No matter how much we run away from the hustle and bustle of everyday life our digital technology can still play a major role when out in the mountains. Whether it be a digital camera, GPS device or mobile phone, getting through a few days on a single battery charge can be quite a challenge.
We recently reviewed the brilliant ViewRanger application and one of our major anxieties was managing to get through a full day-hike on a single iPhone charge while it was polling GPS. This week we decided to put the Power Traveller Solarmonkey Adventurer solar charger to the test in an attempt to remedy this anxiety.
The Solar Monkey Adventurer
The Solarmonkey Adventurer is light, slimline, water-resistant and rugged and it even comes with its very own fold away carry case. We found the solar device was easily attached to the back of a rucksack (with the supplied carabiner) for charging the internal battery while we walked up through the hills.
The Solarmonkey Adventure offers a 5V supply and the recently released 2015 model incorporates a 3500mAh internal lithium polymer battery, the 2015 solarmonkey adventurer also features a 4-colour LED light to show level of charge left in the internal batter. (Blue – 100%, Green 75%, Yellow, 50%, and finally, Red 25%). The Solarmonkey is compatible with a wide range of 5V devices and the internal battery can charge an iPhone approximately 1-2 times, a GPS 1-3 times or an iPad by up to 25%.
The Solarmonkey uses a daisy chain format which means the solar panels chargers the internal battery and the internal battery then charges the connected device. The Solarmonkey features MPPT technology (Maximum Power Point Tracker) so optimises the match between the solar array and the internal battery, better still you can pre-charge the internal battery before you head off into the hills using the supplied USB cable and adaptor.
The Solar Monkey Adventurer in the Mountains
When we arrived at the base of the mountains my iPhone was on 90% charge. On a previous similar hike using Viewfinder reduced the charge by a massive 85% so without any external charging from the Solarmonkey Adventurer I was expecting to arrive back to base with around 5-10% charge.
I attached the Solarmonkey to the back of my bag using the carabiner, activated the ViewRanger tracking option and carefully attached my phone to the Solarmonkey using my usual iPhone lightning connector.
On checking the phone (about half way up the mountain) I was excited to find it was reading at 100% charged! I genuinely wasn’t expecting this to be the case, and felt if we got off the mountain with even 50% charge the Solarmonkey was a success. Obviously this charge was coming from the internal battery which was then being topped up by the solar panels.

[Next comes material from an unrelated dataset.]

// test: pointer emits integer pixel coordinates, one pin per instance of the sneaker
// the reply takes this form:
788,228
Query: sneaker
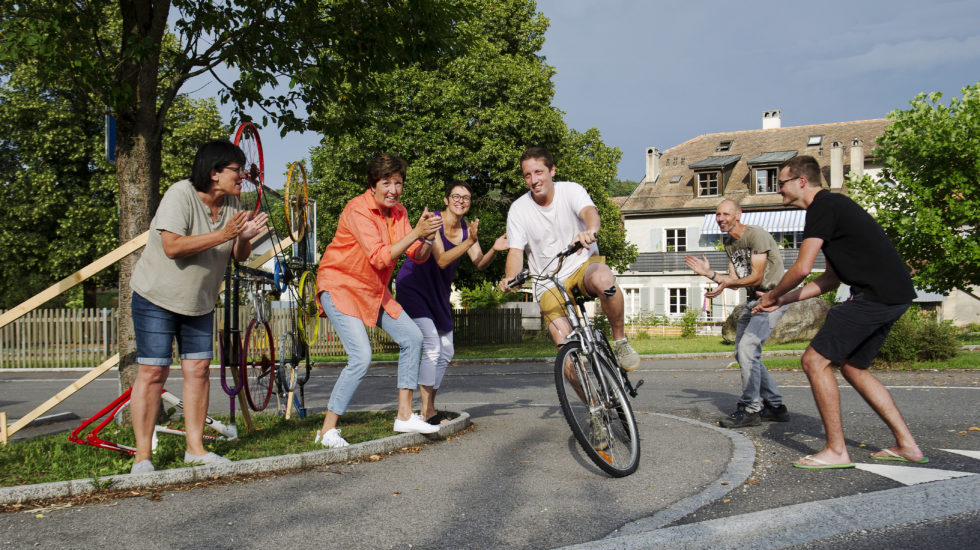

It was reassuring to find the Solarmonkey Adventure was meeting the needs of the ViewRanger app and then some! We clambered our way to the top of the mountain, took in the views and returned to base which took just over four hours.
Back at base the Solarmonkey had maintained performance throughout with the iPhone still sitting at full charge with the internal battery still flashing yellow (50%), within half an hour of sitting open towards the sun the LED was flashing green. This isn’t a terribly scientific test but I would suggest it would take approximately 8-9 hours to charge the internal battery using just the solar panel which I think is quite impressive. At worst, even if you keep the clamshell closed and decide not to use the solar panel you will get two iPhone charges from the internal battery.
Low Light Capabilities
I was also very surprised at how sensitive the Solarmonkey Adventurer is even in low light, we were heading towards the sun as we approached the mountain but there was still enough light to keep the two solar panels happy while on my back. The low light capabilities are excellent, pair this with the fact the Solarmonkey has an internal battery and even when the sun goes down it is still supporting your USB devices.
As well as charging an iPhone we also used the Solarmonkey to charge the Fujifilm X100T camera. It was hard to measure the charge rate and given the Solarmonkey can only charge one device at a time I suspect it will be dedicated to the essential devices that don’t offer a removable (such as my iPhone). A common sense approach needs to be considered when in the mountains, it makes more sense to carry a few spare X100T batteries than to use a charging system.
It is great to find a device that exceeds your expectations. The Solarmonkey Adventurer is a lightweight and versatile solar charging solution and at £85 (approx,) it represents excellent value for money. The internal battery offers additional reassurance should the sun go down and the lowlight capabilities are fantastic.
The device is robust and water resistant and felt comfortable attached to my rucksack. If I have a single and albeit very petty negative, surprisingly I found the carabiner to be a little weak and would open easily. I think the fact this is my only negative pays testament of how much we love the Solarmonkey Adventurer, it excels! If you use a USB chargeable device in the outdoors the Solarmonkey Adventurer 2015 is an essential piece of kit.